PardonMyAI ~ Profanity Detection Model

When working with Generative AI there's this fear in some contexts, that the model you are using will generate content with curse words or hate speech. Detecting hate speech is also useful when you want to moderate a forum or a chat room.

I was looking for some tooling to do this and stumbled on that blog post. Victor's rationale is that all the tooling he found for this was based on a list of stop words, which were often incomplete. He found one lib that was based on machine learning but was very slow, so he created his own lib.

He used Linear Support Vector Machine (SVM) and trained a model against a dataset he created by combining some Twitter and Wikipedia comments labeled data.

The results of his library are:

  • Accuracy: 95%
  • Precision: 86.1%
  • Recall: 89.6%
  • F1 Score: 0.88

That was back in February 2019. Fast-forward 2024, we now have a mature transformers architecture with a plethora of base models that could be used to do the same work.

So I took back Victor's dataset and fined tuned a distil-bert-uncased model to do the same detection work.

Turns out it's doing a better job. Here are my scores:

  • Accuracy: 0.9748
  • Precision: 0.9331
  • Recall: 0.9416
  • F1 Score: 0.9373
  • AUC-ROC: 0.9955

You can find the model here: All the code used to fine-tune and evaluate here:

Usage example with Python:

from transformers import pipeline

classifier = pipeline("sentiment-analysis", model="tarekziade/pardonmyai")

print(classifier("These are beautiful flowers"))

Usage example with Transformers.js:

import { pipeline } from '@xenova/transformers';

let pipe = await pipeline('sentiment-analysis', model='tarekziade/pardonmyai');

let out = await pipe('These are beautiful flowers');

And it's fast (I am not providing numbers because I don't know against what hardware it was tested back then)

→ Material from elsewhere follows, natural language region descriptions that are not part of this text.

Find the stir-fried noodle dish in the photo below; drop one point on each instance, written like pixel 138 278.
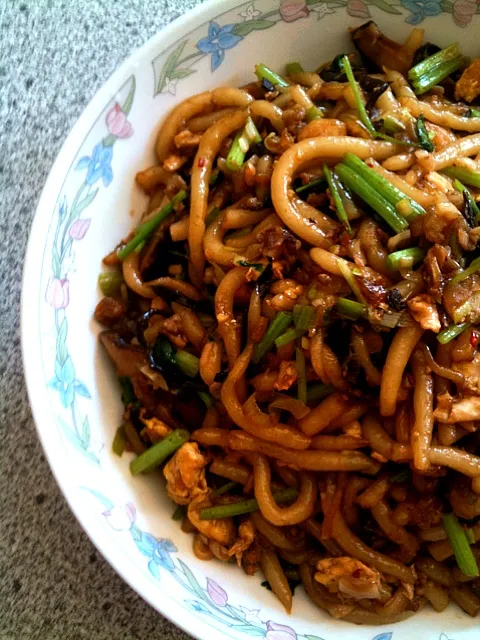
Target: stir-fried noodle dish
pixel 293 324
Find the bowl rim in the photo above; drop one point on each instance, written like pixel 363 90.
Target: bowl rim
pixel 158 43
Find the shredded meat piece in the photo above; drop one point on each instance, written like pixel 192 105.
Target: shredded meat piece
pixel 221 530
pixel 349 577
pixel 185 474
pixel 462 300
pixel 468 86
pixel 155 429
pixel 108 311
pixel 173 329
pixel 424 311
pixel 186 140
pixel 286 376
pixel 464 409
pixel 174 162
pixel 465 503
pixel 246 536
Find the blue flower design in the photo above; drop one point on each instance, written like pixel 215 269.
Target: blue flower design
pixel 218 40
pixel 158 550
pixel 66 384
pixel 421 9
pixel 98 165
pixel 64 381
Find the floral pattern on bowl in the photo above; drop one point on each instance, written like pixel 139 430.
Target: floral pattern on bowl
pixel 69 224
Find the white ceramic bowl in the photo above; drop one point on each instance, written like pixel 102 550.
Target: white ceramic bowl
pixel 83 212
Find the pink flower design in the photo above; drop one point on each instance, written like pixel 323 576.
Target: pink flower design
pixel 217 594
pixel 57 293
pixel 292 10
pixel 357 9
pixel 463 10
pixel 121 517
pixel 79 228
pixel 117 122
pixel 277 631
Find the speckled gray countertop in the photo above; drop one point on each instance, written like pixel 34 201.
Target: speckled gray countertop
pixel 54 56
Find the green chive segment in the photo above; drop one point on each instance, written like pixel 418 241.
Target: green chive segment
pixel 334 186
pixel 461 548
pixel 245 506
pixel 277 327
pixel 145 230
pixel 241 144
pixel 451 332
pixel 152 458
pixel 434 69
pixel 405 259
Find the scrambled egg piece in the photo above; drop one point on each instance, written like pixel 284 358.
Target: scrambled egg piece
pixel 424 310
pixel 221 530
pixel 349 577
pixel 185 474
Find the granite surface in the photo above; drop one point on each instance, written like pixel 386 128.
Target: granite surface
pixel 54 56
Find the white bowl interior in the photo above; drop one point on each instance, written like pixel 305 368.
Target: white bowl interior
pixel 209 600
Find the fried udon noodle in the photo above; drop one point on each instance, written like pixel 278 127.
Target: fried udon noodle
pixel 293 323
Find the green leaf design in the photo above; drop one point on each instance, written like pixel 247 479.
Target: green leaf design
pixel 61 350
pixel 192 580
pixel 170 65
pixel 86 432
pixel 384 6
pixel 56 266
pixel 127 105
pixel 181 73
pixel 244 28
pixel 83 204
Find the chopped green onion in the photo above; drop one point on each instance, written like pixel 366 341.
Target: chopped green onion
pixel 225 489
pixel 302 375
pixel 462 550
pixel 313 113
pixel 153 457
pixel 405 259
pixel 118 444
pixel 422 134
pixel 364 117
pixel 261 71
pixel 145 230
pixel 387 190
pixel 303 317
pixel 287 337
pixel 469 200
pixel 347 273
pixel 466 176
pixel 241 144
pixel 451 332
pixel 310 185
pixel 434 69
pixel 350 309
pixel 279 325
pixel 372 197
pixel 179 513
pixel 110 282
pixel 207 398
pixel 187 362
pixel 245 506
pixel 466 273
pixel 212 216
pixel 317 391
pixel 470 536
pixel 293 67
pixel 333 185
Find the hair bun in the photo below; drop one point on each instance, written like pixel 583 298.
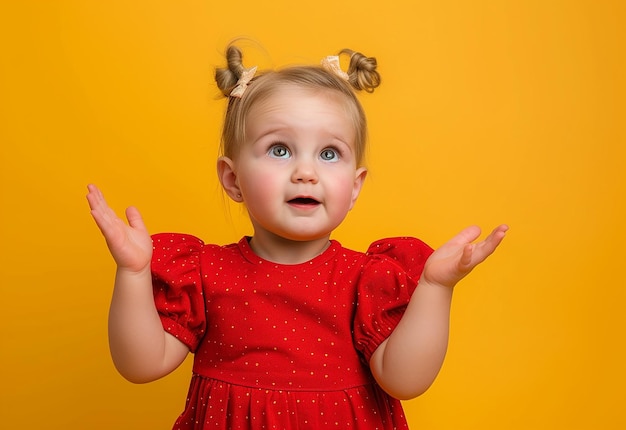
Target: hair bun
pixel 362 71
pixel 226 78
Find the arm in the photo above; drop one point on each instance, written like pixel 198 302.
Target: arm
pixel 141 350
pixel 408 361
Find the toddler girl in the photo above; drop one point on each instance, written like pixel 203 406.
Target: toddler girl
pixel 289 329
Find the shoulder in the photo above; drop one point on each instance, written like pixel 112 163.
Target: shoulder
pixel 168 247
pixel 408 254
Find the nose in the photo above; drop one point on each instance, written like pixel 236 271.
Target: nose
pixel 304 171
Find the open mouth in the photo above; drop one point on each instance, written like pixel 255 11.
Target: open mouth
pixel 307 201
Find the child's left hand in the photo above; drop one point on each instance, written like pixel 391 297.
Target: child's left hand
pixel 456 258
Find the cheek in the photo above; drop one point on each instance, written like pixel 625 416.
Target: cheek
pixel 259 185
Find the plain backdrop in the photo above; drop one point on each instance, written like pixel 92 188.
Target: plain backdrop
pixel 489 112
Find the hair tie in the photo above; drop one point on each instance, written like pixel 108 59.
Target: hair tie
pixel 331 63
pixel 242 83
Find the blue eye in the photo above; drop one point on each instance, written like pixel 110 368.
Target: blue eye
pixel 279 151
pixel 329 154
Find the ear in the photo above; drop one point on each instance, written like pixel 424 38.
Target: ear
pixel 359 179
pixel 228 178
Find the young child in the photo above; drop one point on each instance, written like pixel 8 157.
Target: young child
pixel 289 329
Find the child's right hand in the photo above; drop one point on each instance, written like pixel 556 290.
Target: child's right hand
pixel 130 244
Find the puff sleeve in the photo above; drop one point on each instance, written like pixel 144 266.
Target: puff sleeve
pixel 177 286
pixel 387 281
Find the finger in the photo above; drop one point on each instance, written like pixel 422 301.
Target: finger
pixel 135 220
pixel 485 248
pixel 466 256
pixel 467 235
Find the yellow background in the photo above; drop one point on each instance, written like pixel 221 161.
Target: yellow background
pixel 489 112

I've also created a "tiny" version based on TinyBert that is only 19M params and keeps a pretty good accuracy. For that flavor, the ONNX quantized model weight less than 20MiB and infers really fast.


I should add that the models suffers from the same limitations than Victor's one, as the training dataset does not contains a lot of trick words. e.g. people using f3ck to evade a filter. And a human will always be able to bypass the filtering by being imaginative.

But for detecting that a model has produced profanity, I think it should work fairly ok.

Thanks Victor for this great work, and inspiration.